I want to prove that for $f:\mathbb{R}\to\mathbb{R}$ a continuous function such that $\int_{\mathbb{R}}\frac{|f(t)|}{1+t^{2}}dt<\infty$ ,for $z=x+iy$, $$u(z)=\frac{y}{\pi}\int_{\mathbb{R}}\frac{f(t)}{(x-t)^{2}+y^{2}}dt$$ is harmonic in the upper half plane $U=\{z\in\mathbb{C}:Im(z)>0\}$. For this I want to see that $u(z)$ is the real part of a holomorphic function, I obtain that $$u(z)= Re\left(\frac{1}{\pi}\int_{\mathbb{R}}\frac{i}{z-t}f(t)dt\right).$$
How can I prove that $\int_{\mathbb{R}}\frac{i}{z-t}f(t)dt$ is holomorphic?

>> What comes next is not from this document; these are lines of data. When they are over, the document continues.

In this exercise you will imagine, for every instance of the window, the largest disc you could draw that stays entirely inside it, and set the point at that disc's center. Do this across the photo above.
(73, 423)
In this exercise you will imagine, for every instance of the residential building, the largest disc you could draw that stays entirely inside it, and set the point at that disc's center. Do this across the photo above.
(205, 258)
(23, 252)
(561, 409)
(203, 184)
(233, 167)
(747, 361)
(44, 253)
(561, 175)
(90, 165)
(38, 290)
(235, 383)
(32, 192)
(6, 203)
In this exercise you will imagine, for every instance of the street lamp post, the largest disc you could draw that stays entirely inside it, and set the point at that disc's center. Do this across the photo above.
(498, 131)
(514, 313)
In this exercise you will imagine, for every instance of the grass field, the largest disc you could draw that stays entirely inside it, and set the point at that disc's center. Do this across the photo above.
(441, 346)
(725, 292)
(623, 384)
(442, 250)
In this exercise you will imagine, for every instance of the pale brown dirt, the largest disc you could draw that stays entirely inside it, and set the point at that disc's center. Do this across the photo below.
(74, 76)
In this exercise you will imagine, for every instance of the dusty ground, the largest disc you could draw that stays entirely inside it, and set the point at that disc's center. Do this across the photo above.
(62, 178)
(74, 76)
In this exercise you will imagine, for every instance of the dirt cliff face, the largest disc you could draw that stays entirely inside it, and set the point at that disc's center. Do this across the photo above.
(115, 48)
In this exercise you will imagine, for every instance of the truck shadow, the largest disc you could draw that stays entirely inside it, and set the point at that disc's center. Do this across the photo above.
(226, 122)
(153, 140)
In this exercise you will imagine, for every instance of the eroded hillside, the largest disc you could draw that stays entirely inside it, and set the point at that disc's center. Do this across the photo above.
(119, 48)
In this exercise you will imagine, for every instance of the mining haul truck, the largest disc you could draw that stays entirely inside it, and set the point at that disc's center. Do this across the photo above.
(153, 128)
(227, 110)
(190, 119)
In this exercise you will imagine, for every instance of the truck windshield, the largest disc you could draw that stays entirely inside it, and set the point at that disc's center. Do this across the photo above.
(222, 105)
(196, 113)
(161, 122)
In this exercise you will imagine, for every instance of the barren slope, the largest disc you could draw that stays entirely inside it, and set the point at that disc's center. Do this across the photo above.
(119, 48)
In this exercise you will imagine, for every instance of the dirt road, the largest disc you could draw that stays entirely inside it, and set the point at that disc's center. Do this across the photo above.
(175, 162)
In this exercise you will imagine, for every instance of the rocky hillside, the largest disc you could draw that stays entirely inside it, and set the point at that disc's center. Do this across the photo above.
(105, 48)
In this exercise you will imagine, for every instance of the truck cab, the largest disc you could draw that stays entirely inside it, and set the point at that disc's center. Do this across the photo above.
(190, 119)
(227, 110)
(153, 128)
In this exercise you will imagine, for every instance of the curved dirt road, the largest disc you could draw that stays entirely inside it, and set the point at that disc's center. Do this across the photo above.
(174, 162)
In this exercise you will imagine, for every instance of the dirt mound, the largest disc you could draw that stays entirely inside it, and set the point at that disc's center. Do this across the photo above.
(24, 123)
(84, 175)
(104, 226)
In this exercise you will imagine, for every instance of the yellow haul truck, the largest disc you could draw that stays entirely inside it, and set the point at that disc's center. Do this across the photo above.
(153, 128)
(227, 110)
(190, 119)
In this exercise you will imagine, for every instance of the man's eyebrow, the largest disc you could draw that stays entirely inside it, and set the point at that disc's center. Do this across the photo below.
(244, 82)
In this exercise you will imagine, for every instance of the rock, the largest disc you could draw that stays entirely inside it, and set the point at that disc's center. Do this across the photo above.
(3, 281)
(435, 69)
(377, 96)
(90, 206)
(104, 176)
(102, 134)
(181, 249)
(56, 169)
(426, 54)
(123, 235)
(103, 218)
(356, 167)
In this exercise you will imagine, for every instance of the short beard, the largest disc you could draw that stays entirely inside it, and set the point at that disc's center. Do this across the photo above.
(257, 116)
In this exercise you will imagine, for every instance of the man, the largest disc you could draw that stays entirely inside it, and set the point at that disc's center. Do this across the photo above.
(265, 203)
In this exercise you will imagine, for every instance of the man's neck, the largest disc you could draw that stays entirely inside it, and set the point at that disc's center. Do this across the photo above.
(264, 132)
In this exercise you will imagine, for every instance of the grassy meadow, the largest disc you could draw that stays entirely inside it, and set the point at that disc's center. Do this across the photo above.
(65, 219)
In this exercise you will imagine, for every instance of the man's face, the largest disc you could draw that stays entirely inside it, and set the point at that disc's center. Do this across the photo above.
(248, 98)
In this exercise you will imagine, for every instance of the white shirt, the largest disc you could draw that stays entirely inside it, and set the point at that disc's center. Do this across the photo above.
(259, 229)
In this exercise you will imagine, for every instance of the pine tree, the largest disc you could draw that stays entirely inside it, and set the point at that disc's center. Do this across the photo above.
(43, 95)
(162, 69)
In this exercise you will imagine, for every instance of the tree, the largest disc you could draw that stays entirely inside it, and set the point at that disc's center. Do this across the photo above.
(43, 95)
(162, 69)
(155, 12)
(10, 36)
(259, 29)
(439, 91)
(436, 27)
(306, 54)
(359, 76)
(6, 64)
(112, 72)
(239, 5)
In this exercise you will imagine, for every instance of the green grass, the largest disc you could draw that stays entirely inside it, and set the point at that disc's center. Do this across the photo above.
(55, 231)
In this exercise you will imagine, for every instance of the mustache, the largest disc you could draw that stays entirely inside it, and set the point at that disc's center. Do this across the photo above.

Let $g(z)=\int_\mathbb R \frac 1 {z-t} f(t) dt$. The integral exists for $Im(z) >0$. [ Use the hypothesis and the fact that $\frac {1+t^{2}} {(x-t)^{2}+y^{2}}$ is a bounded function on $\mathbb R$. (Here x and y are the real and imaginary parts of z). Now consider $g(z+h)-g(z)= \int_\mathbb R (\frac 1 {z+h-t}-\frac 1 {z-t}) f(t) dt$ $= \int_\mathbb R (\frac {-h} {(z+h-t)(z+t)}f(t) dt$. Divide by $h$ and take the limit. Once again use the fact that $\frac {1+t^{2}} {(z+h-t)(z-t)}$ is uniformly bounded in $t$ for $|h| <y/2$ so Dominated Convergence Theorem can be applied to show that $g$ is differentaiable at each point of the upper half plane.